In 2010/2011 he has written scripts for the series In aller Freundschaft, Der letzte Bulle and Gute Zeiten, schlechte Zeiten. Between 2015 and 2019, he worked as a story editor for the ARD series In aller Freundschaft - Die jungen Ärzte. In 2018, he wrote the screenplay for the TV movie Die jungen Ärzte - Ganz in Weiss.

Friedmann also wrote the dubbing scripts for the Japanese anime series Lupin III and received the "Sat.1 Talent Award" for the best sitcom concept in 2004. Joachim Friedmann continues to work for various broadcasters as a series developer and consultant.

Since 2011, Friedmann has also been the author of computer and online games. He developed the educational game "Die Schlaumäuse" for Microsoft Germany. In 2013 the game was awarded the "Digita", the German educational media prize. He's also worked as the conceptual designer for the DFB helping to develop the DFB's mascot "PAULE" in 2014.

In addition to his work as an author, Friedmann works as a lecturer and coach. He is considered a pioneer in the training of series writers. He teaches dramaturgy and creative writing, among other topics at the University of Hildesheim, the Babelsberg Film Academy in Potsdam, the Hamburg Media School and the Institute for Acting, Film and Television in Berlin. In 2017 he was appointed Professor of Serial Storytelling at the International Film School Cologne. Since then he has also taught in an international context, including work in Morocco and at the University of Nigeria.

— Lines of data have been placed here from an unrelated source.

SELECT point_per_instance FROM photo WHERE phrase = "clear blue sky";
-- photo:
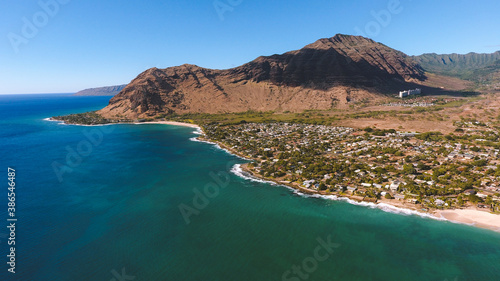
(90, 43)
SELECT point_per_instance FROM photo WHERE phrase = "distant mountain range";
(329, 73)
(472, 66)
(101, 91)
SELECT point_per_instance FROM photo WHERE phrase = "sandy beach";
(472, 217)
(172, 123)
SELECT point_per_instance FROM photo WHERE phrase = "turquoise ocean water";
(113, 212)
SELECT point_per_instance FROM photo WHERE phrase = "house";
(439, 202)
(352, 189)
(394, 185)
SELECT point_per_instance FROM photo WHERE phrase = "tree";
(409, 169)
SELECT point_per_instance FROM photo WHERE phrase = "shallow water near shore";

Friedmann also works as a coach and consultant for businesses. Since 2012, he has been active leading seminars and workshops on the topics of creativity training, communication skills and strategic business communication through storytelling. Friedmann has also written textbooks in German and English on the topic of storytelling and narrative design.

== Personal life ==
Friedmann married Sybille Waury, one of the leading actresses of the series Lindenstraße.